Rents Mirror House Prices
One would think that with so many people waiting on the sidelines to buy a house and with so many others losing their houses that population demand would cause rent prices to increase. In the most bubblicious areas of the country, the opposite is happening. Rents are decreasing.
That gives you an idea of exactly how overbuilt some areas of the country are.
Vacancies have risen in 29 markets in the fourth quarter of 2007, including Las Vegas, Palm Beach, Memphis, Orange County, Calif., and Orlando, according to Reis Inc., a New York real-estate research firm. Ron Witten, a Dallas-based housing analyst, estimates there are 760,000 vacant condos and homes for sale nationwide beyond what the market could normally carry, in addition to a surplus of 350,000 vacant rental properties.
Speculative building and investing have contributed to this problem. Remember that investors were buying multiple properties at a time with no exit strategy. California flopper Casey Serin purchased 8 homes and didn’t rent any of them. The specuvestors profiled in 2005 also bought multiple homes, gambling on appreciation for their profits. Demand from investors prompted builders to keep on building. Now these properties find themselves back on the market with little demand.
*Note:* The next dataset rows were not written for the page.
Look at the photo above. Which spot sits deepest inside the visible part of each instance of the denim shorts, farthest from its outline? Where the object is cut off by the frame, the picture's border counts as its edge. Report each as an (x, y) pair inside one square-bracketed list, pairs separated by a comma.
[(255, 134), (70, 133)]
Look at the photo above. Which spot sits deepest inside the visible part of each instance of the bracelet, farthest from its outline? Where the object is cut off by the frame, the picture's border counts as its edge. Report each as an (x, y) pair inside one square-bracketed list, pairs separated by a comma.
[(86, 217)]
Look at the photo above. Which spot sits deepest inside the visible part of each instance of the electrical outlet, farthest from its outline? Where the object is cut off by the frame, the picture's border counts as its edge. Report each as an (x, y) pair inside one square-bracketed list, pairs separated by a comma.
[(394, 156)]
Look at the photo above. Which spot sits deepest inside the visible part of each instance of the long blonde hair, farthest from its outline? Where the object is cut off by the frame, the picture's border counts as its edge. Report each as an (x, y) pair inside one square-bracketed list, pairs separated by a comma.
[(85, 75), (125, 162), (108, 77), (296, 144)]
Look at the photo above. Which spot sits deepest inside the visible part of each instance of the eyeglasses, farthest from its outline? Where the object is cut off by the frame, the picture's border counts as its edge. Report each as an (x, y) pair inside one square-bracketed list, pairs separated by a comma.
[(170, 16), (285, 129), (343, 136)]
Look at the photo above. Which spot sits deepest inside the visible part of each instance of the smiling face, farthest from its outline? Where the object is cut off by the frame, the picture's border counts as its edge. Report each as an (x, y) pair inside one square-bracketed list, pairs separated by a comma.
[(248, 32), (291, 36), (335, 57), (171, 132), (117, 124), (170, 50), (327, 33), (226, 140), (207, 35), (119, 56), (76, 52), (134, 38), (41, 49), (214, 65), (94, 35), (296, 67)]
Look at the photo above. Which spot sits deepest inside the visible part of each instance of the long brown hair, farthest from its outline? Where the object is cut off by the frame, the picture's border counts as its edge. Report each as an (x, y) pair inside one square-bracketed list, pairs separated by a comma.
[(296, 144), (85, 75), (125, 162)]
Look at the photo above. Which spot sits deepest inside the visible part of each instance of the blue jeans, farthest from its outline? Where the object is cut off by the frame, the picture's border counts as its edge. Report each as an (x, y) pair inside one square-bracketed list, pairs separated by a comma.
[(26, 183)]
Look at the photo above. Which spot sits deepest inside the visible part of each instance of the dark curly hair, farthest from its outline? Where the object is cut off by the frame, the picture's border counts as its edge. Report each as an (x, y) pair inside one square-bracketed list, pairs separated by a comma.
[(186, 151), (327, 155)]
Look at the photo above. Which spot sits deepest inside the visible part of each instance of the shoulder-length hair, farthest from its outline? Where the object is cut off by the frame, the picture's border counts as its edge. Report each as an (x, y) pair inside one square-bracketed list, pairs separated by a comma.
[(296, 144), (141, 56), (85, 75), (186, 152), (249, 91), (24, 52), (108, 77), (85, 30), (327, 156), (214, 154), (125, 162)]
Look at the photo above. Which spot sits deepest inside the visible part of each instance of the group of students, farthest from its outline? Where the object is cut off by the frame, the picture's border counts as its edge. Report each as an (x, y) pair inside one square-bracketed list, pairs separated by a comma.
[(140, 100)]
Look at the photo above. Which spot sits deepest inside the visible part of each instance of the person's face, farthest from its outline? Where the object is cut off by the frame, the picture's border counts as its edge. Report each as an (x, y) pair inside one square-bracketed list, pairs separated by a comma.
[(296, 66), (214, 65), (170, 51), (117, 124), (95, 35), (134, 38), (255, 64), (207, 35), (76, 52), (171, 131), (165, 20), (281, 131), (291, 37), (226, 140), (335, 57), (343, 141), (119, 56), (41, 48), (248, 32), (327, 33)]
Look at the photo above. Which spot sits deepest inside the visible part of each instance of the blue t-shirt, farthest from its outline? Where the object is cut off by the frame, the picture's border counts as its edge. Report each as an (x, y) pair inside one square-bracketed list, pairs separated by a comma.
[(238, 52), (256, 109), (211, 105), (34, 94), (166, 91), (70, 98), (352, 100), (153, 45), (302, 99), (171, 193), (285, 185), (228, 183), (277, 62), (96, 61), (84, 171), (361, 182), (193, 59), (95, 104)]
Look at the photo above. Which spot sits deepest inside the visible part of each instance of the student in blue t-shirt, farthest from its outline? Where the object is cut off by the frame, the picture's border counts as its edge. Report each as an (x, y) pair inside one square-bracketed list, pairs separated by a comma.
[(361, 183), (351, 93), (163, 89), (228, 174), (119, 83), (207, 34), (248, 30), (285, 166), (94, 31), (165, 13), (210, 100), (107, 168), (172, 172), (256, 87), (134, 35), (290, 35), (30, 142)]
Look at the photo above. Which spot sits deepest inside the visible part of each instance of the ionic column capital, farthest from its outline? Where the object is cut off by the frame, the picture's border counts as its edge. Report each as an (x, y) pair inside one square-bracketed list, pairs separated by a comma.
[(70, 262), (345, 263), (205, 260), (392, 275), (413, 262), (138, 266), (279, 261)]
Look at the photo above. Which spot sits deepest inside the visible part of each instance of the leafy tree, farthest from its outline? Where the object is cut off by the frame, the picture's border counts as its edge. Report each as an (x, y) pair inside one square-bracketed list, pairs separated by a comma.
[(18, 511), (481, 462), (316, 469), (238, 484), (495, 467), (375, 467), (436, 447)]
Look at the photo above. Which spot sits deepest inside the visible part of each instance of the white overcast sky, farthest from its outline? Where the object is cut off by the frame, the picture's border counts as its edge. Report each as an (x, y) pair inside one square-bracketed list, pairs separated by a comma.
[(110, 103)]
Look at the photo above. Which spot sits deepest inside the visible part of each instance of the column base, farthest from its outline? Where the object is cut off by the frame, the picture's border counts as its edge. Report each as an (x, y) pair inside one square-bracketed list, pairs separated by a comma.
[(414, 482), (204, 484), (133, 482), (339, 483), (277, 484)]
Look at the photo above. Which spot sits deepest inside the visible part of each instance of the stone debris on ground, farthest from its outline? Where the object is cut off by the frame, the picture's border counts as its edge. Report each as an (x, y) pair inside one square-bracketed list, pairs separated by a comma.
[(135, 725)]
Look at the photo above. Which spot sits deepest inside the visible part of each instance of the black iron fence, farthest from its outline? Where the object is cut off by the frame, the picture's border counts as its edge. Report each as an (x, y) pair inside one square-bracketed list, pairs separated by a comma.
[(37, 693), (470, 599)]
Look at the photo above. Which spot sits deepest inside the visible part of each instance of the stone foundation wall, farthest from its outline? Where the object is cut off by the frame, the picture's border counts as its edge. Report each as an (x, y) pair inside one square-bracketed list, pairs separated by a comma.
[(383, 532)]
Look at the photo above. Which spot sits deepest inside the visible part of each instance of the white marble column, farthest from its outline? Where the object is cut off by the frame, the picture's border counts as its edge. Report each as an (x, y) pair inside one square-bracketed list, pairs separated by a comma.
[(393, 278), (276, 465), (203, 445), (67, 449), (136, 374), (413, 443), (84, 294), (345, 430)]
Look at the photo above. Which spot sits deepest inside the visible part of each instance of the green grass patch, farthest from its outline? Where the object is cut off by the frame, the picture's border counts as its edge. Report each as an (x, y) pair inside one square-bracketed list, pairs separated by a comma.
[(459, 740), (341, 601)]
Lower rents will place more pressure on investors trying to stay afloat while further decreasing demand for investment properties. In Utah, I don’t think we’ll see a downward pressure on rents yet. We have to remember a lot of residential building was completed leading up to the 2002 Olympics. That glut, combined with the recession of 2001 kept rents low. Record low interest rates made it cheaper to buy and many did. The rental market in Salt Lake didn’t begin to stabilize until 2005.
As part of my research for this story, I checked both Craigslist and KSL.com. There are a lot of rentals available, particularly in northern Utah County. Some of the prices looked reasonable, while many others looked a tad too high. I suspect current market conditions will soon place downward pressure on rents, but I don’t think anything too disastrous will occur. When foreclosures begin to climb here again, we’ll start to see price adjustments for both rents and house prices about a year later. Unless government takes aggressive action we’re probably going to follow the rest of the country.